I know that if i.e $6\in\mathfrak{a}\Rightarrow \mathfrak{a}\mid 6D$ and then $6D=Q^2PP$ and I can calculate the number of ideals with $6$ in it ($=3.2.2$ because $Q^2=2D$ and $PP'=3D$) but what must I do with $\theta$?
On
$$\mathbb{Z}[\theta]\simeq\mathbb Z[X]/(X^2-X+8)$$ and $\theta$ corresponds to $x$ (the residue class of $X$) by this isomorphism. The ideals of $\mathbb Z[X]/(X^2-X+8)$ which contain $1+x$ are exactly the ideals of $\mathbb Z[X]$ which contain $(1+X,X^2-X+8)$, that is, the ideals of the ring $\mathbb Z[X]/(1+X,X^2-X+8)$. But $$\mathbb Z[X]/(1+X,X^2-X+8)\simeq\mathbb Z/10\mathbb Z,$$ so there are exactly four such ideals: $\mathbb Z/10\mathbb Z$, $2\mathbb Z/10\mathbb Z$, $5\mathbb Z/10\mathbb Z$, and $10\mathbb Z/10\mathbb Z=(0)$. The first corresponds to $\mathbb{Z}[\theta]$, and the last to $(1+\theta)$. To $2\mathbb Z/10\mathbb Z$ corresponds $(2,1+\theta)$, while to $5\mathbb Z/10\mathbb Z$ corresponds $(5,1+\theta)$.

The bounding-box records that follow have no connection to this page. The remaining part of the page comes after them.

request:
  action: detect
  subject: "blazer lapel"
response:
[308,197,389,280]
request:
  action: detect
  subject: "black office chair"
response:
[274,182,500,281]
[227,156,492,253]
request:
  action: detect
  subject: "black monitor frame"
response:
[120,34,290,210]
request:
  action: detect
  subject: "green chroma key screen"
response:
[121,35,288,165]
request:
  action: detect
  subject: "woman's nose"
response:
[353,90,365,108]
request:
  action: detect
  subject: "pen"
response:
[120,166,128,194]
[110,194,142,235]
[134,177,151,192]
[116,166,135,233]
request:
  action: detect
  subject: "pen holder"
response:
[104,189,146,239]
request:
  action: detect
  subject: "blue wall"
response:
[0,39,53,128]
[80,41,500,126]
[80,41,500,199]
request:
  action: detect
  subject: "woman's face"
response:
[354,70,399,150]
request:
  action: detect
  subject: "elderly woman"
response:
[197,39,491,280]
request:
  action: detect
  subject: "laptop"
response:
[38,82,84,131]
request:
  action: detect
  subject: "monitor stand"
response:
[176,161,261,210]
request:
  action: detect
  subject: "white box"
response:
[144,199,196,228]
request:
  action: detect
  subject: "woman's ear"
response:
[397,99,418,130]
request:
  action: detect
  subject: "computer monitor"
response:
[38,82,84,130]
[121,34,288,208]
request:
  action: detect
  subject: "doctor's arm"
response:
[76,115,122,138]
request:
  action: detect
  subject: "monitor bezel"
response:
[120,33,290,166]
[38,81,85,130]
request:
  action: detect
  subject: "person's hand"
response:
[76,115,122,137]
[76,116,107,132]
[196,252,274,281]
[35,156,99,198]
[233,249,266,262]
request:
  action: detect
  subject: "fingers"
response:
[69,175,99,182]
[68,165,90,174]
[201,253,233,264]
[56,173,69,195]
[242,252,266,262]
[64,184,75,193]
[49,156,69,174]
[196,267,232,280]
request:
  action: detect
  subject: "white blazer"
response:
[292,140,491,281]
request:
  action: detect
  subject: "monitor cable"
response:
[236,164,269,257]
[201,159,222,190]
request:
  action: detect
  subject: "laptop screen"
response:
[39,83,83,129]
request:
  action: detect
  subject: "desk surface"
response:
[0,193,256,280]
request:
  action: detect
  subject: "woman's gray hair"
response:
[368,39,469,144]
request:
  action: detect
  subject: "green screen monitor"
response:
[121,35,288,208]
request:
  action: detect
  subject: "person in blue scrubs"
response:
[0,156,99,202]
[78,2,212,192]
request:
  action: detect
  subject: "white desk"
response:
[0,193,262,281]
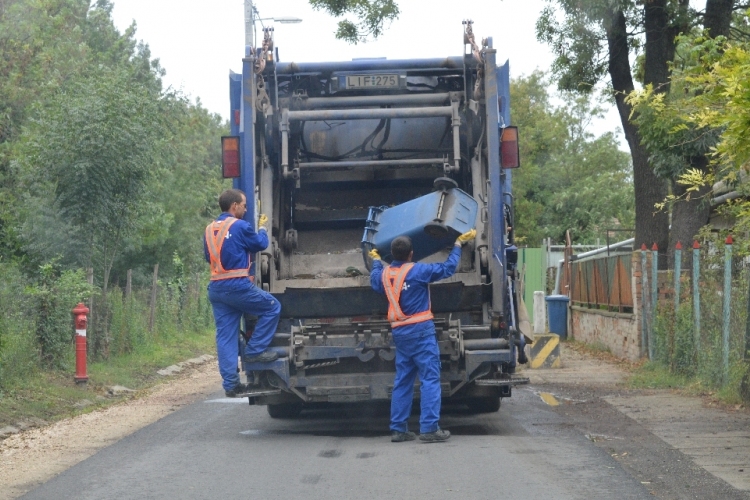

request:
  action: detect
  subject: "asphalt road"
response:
[23,387,660,500]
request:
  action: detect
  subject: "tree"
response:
[537,0,734,264]
[16,68,163,293]
[310,0,400,44]
[511,71,634,245]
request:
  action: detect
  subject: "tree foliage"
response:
[511,72,634,246]
[0,0,227,364]
[310,0,400,44]
[632,21,750,255]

This is fairly straightforward. Asking which ideals contain $\theta+1$ is the same as asking which ideals divide the principal ideal $(1+\theta)$ by unique factorization.

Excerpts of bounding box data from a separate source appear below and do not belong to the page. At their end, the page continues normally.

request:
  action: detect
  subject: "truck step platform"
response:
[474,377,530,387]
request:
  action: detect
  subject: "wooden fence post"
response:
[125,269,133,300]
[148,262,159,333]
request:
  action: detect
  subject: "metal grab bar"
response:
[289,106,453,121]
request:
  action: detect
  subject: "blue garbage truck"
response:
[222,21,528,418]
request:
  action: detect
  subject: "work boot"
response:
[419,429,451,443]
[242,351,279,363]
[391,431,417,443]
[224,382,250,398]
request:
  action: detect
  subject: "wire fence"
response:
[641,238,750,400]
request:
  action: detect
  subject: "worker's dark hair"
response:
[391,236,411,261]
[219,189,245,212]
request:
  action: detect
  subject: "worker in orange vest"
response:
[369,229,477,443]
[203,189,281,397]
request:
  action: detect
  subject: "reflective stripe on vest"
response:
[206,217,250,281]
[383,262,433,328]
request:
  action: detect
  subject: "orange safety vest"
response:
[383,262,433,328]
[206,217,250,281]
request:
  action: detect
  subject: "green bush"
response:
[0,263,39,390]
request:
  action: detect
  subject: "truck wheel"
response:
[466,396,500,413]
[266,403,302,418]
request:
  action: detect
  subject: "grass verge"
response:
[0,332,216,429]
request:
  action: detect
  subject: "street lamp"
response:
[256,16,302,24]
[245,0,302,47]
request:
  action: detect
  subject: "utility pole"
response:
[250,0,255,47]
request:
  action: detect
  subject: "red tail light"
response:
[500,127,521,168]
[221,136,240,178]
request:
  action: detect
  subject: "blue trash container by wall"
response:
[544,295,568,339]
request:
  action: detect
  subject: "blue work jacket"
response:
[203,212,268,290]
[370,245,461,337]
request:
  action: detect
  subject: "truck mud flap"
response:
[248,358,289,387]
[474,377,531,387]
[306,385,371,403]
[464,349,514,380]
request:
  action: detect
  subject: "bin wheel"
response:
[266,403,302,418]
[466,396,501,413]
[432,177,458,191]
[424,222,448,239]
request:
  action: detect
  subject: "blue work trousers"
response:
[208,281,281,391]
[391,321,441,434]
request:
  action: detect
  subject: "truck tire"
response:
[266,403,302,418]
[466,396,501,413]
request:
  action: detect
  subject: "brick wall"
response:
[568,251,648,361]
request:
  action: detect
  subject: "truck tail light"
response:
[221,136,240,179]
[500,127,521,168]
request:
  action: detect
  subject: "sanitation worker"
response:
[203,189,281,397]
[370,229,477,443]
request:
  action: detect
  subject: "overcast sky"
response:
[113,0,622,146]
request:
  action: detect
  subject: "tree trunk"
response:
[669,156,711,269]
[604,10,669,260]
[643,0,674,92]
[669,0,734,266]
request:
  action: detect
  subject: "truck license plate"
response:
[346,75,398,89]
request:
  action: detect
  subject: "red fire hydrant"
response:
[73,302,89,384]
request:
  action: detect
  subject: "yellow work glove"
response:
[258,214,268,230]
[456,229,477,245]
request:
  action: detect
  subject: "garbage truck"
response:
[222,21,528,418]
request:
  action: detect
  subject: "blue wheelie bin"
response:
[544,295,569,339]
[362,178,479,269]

Computing norms we see that $N(1+\theta)=10$, hence there is one ideal of norm $2$ and one ideal of norm $5$ containing $1+\theta$ and, in fact, $(1+\theta)=\mathfrak{p}\mathfrak{q}$ for distinct prime ideals $\mathfrak{p},\mathfrak{q}$ the former we will let be the prime over $2$ and the latter the prime over $5$. This tells you there are precisely $4$ such ideals, two being obvious, i.e. $\Bbb Z[\theta]$ and $(1+\theta)$. Since $\Bbb Z[\theta]$ is the entire integer ring, we know that we can write ideals based on their reductions modulo assorted $p$.

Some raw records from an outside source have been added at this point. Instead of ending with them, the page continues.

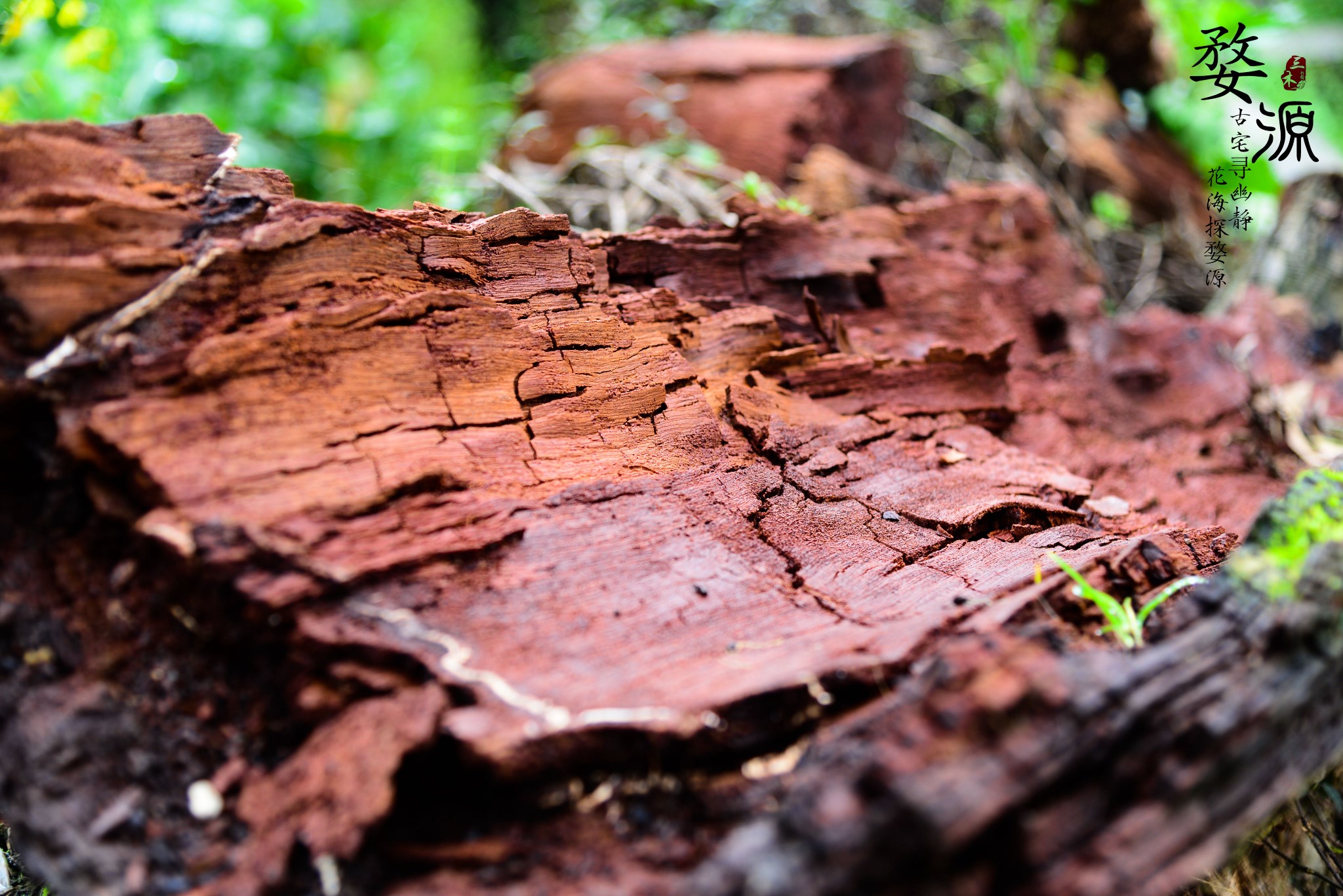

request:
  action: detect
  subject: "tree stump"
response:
[0,117,1343,896]
[515,32,904,184]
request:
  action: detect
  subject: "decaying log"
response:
[515,32,904,184]
[0,117,1343,896]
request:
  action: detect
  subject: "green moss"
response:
[1228,469,1343,600]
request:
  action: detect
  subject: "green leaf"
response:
[1138,575,1207,630]
[1049,552,1134,648]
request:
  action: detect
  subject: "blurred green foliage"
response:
[0,0,511,207]
[0,0,1343,213]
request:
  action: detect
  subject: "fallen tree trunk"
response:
[0,117,1343,896]
[513,32,905,184]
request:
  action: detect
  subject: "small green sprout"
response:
[1049,552,1207,650]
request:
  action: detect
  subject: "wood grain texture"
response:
[0,119,1343,896]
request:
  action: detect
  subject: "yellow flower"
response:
[0,0,56,46]
[56,0,89,28]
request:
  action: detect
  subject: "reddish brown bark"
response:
[517,32,904,184]
[0,118,1343,896]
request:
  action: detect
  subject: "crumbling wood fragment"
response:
[517,32,904,184]
[0,112,1343,896]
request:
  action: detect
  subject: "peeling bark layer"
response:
[0,118,1339,896]
[517,32,904,184]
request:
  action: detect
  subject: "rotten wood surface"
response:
[510,32,904,184]
[0,117,1343,896]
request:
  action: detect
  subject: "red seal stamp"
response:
[1283,56,1306,90]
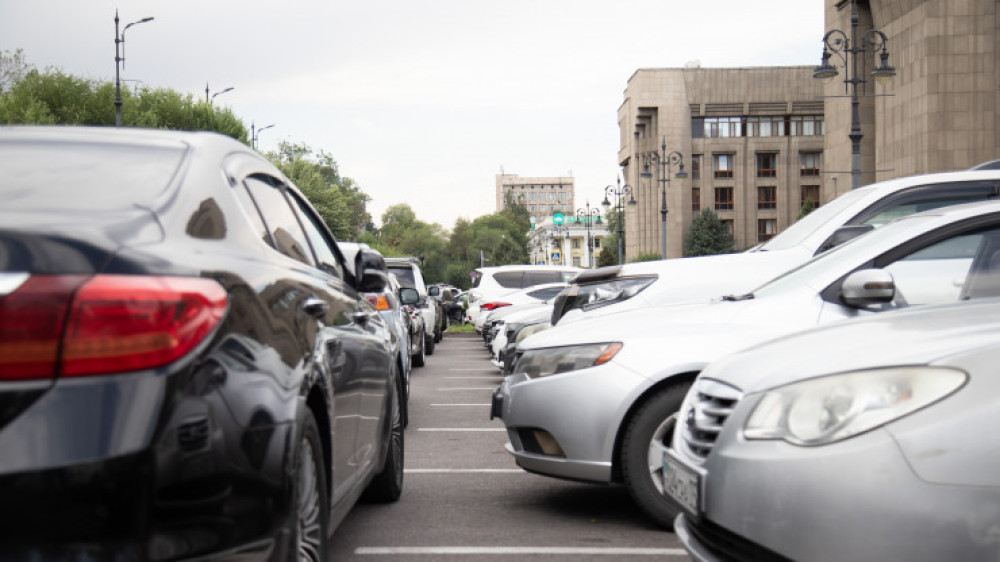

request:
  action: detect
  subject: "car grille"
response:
[680,379,742,460]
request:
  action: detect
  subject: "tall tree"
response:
[684,209,735,256]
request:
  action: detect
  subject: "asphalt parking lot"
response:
[331,334,689,561]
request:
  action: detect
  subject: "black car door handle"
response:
[302,297,330,319]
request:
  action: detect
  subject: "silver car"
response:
[492,202,1000,528]
[665,296,1000,562]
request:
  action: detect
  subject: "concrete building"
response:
[618,66,829,261]
[496,174,576,223]
[828,0,1000,182]
[618,0,1000,260]
[528,215,608,268]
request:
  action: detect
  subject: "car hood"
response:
[702,299,1000,394]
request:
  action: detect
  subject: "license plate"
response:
[663,452,701,517]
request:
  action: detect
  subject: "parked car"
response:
[668,296,1000,562]
[385,257,441,355]
[475,281,568,333]
[466,265,583,331]
[492,202,1000,527]
[552,169,1000,324]
[0,127,403,561]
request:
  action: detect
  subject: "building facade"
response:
[528,215,608,268]
[496,174,576,223]
[816,0,1000,180]
[618,66,830,261]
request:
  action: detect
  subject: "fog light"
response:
[531,429,566,457]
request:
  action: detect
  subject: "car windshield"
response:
[750,215,936,297]
[753,185,869,252]
[0,141,185,211]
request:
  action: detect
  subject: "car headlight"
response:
[743,367,968,445]
[514,342,622,378]
[514,322,552,343]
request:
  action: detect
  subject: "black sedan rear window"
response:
[0,142,185,211]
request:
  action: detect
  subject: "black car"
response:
[0,127,403,561]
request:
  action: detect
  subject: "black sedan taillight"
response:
[0,275,228,380]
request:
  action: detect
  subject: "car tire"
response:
[413,328,427,367]
[292,411,330,561]
[362,379,404,503]
[621,382,691,530]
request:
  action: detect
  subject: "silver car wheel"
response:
[648,414,677,494]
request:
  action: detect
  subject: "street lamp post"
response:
[576,201,601,269]
[250,121,274,150]
[813,0,896,189]
[115,10,153,127]
[205,82,236,105]
[639,141,687,259]
[601,178,636,265]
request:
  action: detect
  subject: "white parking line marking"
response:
[403,468,530,474]
[438,386,497,392]
[417,427,507,431]
[354,546,687,556]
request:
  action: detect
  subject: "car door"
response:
[243,174,376,502]
[288,191,395,475]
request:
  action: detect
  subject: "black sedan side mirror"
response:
[355,248,389,293]
[399,287,420,305]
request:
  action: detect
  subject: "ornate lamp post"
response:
[205,82,236,105]
[115,10,153,127]
[601,178,636,265]
[639,138,687,259]
[576,201,601,269]
[813,0,896,189]
[250,121,274,150]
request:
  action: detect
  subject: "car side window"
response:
[243,175,315,265]
[493,271,525,289]
[850,182,997,228]
[286,191,346,279]
[884,232,984,306]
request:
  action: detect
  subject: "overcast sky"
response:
[0,0,824,229]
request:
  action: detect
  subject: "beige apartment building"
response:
[496,174,576,224]
[618,66,829,260]
[618,0,1000,260]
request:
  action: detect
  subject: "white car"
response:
[474,281,569,332]
[491,202,1000,527]
[466,265,583,331]
[553,166,1000,324]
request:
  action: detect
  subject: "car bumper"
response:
[493,363,650,482]
[675,424,1000,562]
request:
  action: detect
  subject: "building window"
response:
[799,152,823,176]
[712,154,736,178]
[715,187,733,211]
[757,219,778,242]
[801,185,822,209]
[705,117,743,139]
[757,185,778,209]
[790,115,826,137]
[757,152,778,178]
[747,116,785,137]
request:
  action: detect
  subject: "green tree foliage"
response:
[266,141,373,240]
[684,209,735,256]
[0,67,249,143]
[0,49,31,94]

So we reduce $x^2-x+8$ (the minimal polynomial for $\theta$) modulo $2$ we get $x(x+1)$ so $(2)=(2, \theta)(2,\theta+1)$. Clearly these ideals are distinct, or else $1$ is in one of them, a contradiction. So the ideal we seek over $2$ is manifestly $(2,\theta+1)$. Again, since $\theta+1$ does not generate an ideal of norm $2$, it must be that both generators are necessary. For the ideal over $5$, we reduce $x^2-x+8$ modulo $5$ which gives the factorization $(x+1)(x+3)$, so the ideals over $5$ are $(5,\theta+1)$ and $(5,\theta+3)$, and again both generators in the first case are necessary.
We conclude a complete list is $\mathcal{O}_k, (1+\theta), (2,1+\theta), (5,1+\theta)$.